2Mais il est à toute autobiographie, récit de vie ou sentiment biographique un écueil, duquel en ressort peut-être l’exigence sourde. Cet écueil est celui de l’épisode manquant, inévitablement dérobé à la maîtrise du narrateur, et qui est celui de la mort3. Écueil véritablement, car la prétention autobiographique, pour autant qu’elle entend dérouler la cohérence d’un cheminement, consiste bien à en maîtriser l’ensemble, car seule est porteuse de sens la globalité du récit. Quelle démonstrativité de soi peut avoir une relation inachevée ? Quel sens un récit dont on ne connaît pas la fin, et cela au double sens du terme : achèvement et, en conséquence, finalité ? Mais comment raconter sa vie, lorsqu’on n’a pas été mort ? Ma toute petite fille, âgée à peine de deux ans, a déposé cet été, sur l’herbe d’un gazon, sa première défécation maîtrisée. Elle s’est retournée vers elle – elle-même pourrait-on dire – avec étonnement, et l’a dénommée sans hésiter et avec un sourire : « Mon bébé. » Aucune conscience claire encore d’aucun détachement de l’être à lui-même, d’aucune mort possible à soi. À l’autre bout du parcours ma mère, âgée de 82 ans, livra à ses enfants assemblés autour de son lit de brève agonie son ultime parole : « Je vous montre le chemin. » Aucun écart ici, ou peu s’en faut, entre la factualité de la mort et son récit. Le corps ou la vie, rassasiés de jours, acceptent et se fondent dans leur finitude.
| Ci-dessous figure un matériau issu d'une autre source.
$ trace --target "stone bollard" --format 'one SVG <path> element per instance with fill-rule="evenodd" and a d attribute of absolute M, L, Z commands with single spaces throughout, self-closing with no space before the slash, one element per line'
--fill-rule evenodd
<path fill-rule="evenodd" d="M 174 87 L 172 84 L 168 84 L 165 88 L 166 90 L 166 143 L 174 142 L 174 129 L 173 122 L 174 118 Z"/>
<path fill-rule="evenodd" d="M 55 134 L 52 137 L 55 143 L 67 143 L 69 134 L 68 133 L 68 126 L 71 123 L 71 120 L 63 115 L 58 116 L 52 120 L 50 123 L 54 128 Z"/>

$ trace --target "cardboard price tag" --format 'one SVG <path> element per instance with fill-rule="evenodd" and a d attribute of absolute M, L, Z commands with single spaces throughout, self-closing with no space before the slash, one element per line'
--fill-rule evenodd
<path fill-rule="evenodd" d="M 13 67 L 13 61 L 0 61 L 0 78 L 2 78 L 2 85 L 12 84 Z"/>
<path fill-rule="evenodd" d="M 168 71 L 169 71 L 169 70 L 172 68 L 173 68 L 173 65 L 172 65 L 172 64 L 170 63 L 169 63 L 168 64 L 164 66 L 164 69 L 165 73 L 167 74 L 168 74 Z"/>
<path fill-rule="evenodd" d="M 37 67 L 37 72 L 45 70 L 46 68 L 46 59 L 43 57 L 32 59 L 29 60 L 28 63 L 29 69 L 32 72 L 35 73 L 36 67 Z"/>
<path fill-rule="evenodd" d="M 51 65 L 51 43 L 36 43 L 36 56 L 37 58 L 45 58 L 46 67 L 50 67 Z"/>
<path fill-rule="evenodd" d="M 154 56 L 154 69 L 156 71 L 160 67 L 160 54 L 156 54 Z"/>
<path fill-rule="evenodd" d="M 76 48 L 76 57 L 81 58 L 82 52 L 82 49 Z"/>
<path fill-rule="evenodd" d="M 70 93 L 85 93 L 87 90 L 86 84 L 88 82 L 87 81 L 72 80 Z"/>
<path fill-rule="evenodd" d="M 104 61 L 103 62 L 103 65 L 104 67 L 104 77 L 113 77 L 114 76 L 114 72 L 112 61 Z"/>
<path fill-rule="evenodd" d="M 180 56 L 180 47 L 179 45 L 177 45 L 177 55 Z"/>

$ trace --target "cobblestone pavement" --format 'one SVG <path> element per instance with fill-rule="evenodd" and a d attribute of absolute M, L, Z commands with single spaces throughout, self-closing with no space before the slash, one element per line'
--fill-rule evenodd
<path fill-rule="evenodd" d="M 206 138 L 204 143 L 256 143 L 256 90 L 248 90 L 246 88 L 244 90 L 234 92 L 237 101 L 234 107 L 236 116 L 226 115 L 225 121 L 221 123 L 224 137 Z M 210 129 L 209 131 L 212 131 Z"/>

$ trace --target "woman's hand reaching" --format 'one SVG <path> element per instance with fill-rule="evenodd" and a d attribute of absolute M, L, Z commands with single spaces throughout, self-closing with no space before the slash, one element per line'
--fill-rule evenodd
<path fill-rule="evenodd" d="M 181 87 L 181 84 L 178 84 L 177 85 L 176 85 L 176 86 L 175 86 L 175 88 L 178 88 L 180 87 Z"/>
3Mais entre ces deux lisères il y a, par force, une négociation constante entre le sujet et l’inéluctabilité de son terme, afin d’intégrer cette dernière dans une cohérence narrative. Ce dialogue s’opère globalement dans le cadre de l’identité narrative du sujet. C’est-à-dire non seulement dans le cadre de récits simples, lisibles au premier contour, mais aussi dans l’entrelacement, la solidarisation de l’ensemble des récits au sein desquels tout sujet est pris : récits intime, familial, social, historique, Grand Récit, entendant par cette dernière dénomination les récits à l’horizon descriptif le plus large, eschatologiques, universalisants, plus englobants que le récit historique lui-même.
4La mort lorsqu’elle reste présumée lointaine, lorsqu’elle est un motif du récit sans danger pour la vie, est amplement jouée, au sens premier du terme. Pan ! Pan ! Je suis mort ! Quel plaisir que de mourir et remourir cent fois, glorieux d’être tombé et de revivre encore, retourner au combat fort des morts accomplies, et de se relever vivant, cow-boy ou indien selon que l’on sera, qui sait, plus tard, gendarme ou insoumis. Ne faut-il pas mourir pour être un héros ? Cette nécessité, qui apparaît ici comme anodine, traverse pourtant, comme une exigence latente majeure, nombre des représentations intimes du vécu biographique, et cela jusque dans l’âge adulte. Car le fait d’avoir été mort apparaît comme nécessaire à la complétude du récit – un récit certes littéralement déchronologisé – et à la force du vivant. Accompli de sa mort. L’on ne meurt pas deux fois. C’est là une donnée qui, quoique convoquant ici des sources fort menues, se retrouve dans bien des témoignages plus saillants d’ordre anthropologique4.
5Jean-Marie-Gustave Le Clézio, dans Terra Amata, retrace le songe du petit garçon bien nommé Chancelade qui, suivant l’enterrement de son père, s’imagine à la place du mort :
« Il pensa qu’il aimerait bien monter dans la belle voiture noire, et s’allonger sur les coussins rouges, et se laisser doucement emporter ainsi, autour de la place. Il regarderait le cortège le suivre en comptant ses pas, et il ferait des signes aux badauds postés le long des trottoirs. Certains enlèveraient leurs chapeaux en signe de respect, et des femmes feraient le signe de croix furtivement en baissant les yeux.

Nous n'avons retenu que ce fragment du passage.